Cincinnati Symphony Orchestra
Why do almost all woodwind auditions (whether it be flute, oboe, clarinet or bassoon) always start with the Mozart concerto? For a committee, it establishes immediately whether the candidate is aware of the subtleties of Classical style, which is the best indicator of general musical intelligence. Without this awareness, Mozart can potentially sound like a simple series of scales and arpeggios. So, what is Classical style? Here are a few thoughts on the subject:
1. The music is subject to rapid and frequent changes of character and/or dynamics (think: yin/yang, happy/sad, dark/light, masculine/
feminine, etc.). Such juxtapositions of character usually don’t affect the basic tempo. To hear an example of this, listen to the opening of Mozart’s Symphony No. 41 (The Jupiter).
2. A holdover from the Baroque era, Classical music has rules governing the hierarchy of beats in a bar, some being stronger than others. (Realize though that there are many exceptions – Haydn loved to surprise his listeners by turning these expectations on their heads).
3. Classical style is characterized by clearly defined shapes and direction in the line attained by careful attention to dynamic details.
4. Articulation should be clear and elegant and calculated to fit the acoustical environment so that the character of phrases is unmistakable in its intent. Space is needed between notes, especially repeated notes, and before grace notes, etc. to ensure that enunciation is never blurred. Think of a great Shakespearean stage actor.
Next, apply these principles to the first phrase of the Mozart G Major Concerto to see what you should listen for:
1. Character: The first two bars are strong in nature – like a military fanfare. However, this abruptly changes on beat four of bar two. The remainder of the phrase is now dolce cantabile in nature.
2. Hierarchy of beats: In bar one, the first beat should be the strongest. The fourth beat should not be stronger than the first – many people make this mistake in leading the first bar to the second. In bar two, the second beat is not quite as strong as the first, and the fourth beat is the beginning of the cantabile line, so it should not be accented.
3. Shape and direction: The third bar should descend with direction from the first to the third beat and then the phrase should resolve gently on the fourth bar without an accent.
4. Articulation: The repeated Ds in the first bar, should be clearly defined (especially the 16th note on the second beat).

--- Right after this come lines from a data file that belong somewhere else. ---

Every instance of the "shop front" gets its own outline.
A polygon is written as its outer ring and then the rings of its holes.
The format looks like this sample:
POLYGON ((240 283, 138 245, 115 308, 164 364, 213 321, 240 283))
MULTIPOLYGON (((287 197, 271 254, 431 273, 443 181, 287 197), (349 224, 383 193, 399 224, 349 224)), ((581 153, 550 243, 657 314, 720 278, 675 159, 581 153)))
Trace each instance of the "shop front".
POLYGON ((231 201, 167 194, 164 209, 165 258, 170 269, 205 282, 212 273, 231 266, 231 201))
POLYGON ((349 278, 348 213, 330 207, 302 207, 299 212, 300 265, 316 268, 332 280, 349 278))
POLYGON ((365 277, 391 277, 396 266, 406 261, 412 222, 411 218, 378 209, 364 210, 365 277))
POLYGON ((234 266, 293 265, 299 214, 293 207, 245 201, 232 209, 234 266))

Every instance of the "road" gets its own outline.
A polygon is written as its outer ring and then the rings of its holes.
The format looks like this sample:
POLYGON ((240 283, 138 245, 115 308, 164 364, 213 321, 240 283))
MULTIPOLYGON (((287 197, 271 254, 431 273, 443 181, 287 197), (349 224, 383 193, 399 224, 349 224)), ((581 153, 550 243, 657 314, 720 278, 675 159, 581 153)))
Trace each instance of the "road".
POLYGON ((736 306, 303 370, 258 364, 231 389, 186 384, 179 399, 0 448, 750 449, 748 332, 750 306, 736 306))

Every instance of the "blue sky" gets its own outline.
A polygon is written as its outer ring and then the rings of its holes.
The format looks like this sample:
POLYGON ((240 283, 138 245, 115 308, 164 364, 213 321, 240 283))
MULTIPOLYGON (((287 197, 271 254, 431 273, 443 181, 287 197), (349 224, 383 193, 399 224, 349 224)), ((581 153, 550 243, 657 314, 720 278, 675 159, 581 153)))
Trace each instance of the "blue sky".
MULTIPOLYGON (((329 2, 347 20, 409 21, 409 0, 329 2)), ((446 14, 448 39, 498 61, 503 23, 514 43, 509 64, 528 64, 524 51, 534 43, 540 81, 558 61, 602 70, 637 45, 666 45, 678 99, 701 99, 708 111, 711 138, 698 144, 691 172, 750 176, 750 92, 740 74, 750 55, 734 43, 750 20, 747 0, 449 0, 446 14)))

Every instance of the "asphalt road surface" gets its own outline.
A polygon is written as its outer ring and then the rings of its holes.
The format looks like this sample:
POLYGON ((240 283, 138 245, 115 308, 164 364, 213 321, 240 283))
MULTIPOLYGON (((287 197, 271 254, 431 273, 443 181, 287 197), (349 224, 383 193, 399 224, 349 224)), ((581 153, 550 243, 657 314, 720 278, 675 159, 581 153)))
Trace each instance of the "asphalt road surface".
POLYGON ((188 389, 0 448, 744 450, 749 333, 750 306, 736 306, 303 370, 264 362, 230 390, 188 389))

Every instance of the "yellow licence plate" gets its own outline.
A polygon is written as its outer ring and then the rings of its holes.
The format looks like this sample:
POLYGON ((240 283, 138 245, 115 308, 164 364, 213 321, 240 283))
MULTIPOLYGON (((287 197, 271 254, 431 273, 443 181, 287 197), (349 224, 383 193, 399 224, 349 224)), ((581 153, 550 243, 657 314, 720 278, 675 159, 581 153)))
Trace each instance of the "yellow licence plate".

In bar two, there should be a clear enunciation of the two Cs between the first and second beats without accenting the second beat. The fourth beat should start with a slight tenuto on the first sixteenth, but without an accent. As the sixteenths descend, there should be enunciation between the last and first sixteenths of each group of four.
This level of attention to detail is an example of what could possibly help set a candidate apart – and this is only the first four measures. All of these principles regarding shaping can be applied to any style of music. The flute, left to its own devices, can easily create unwanted accents and bulges in the shape of any musical line.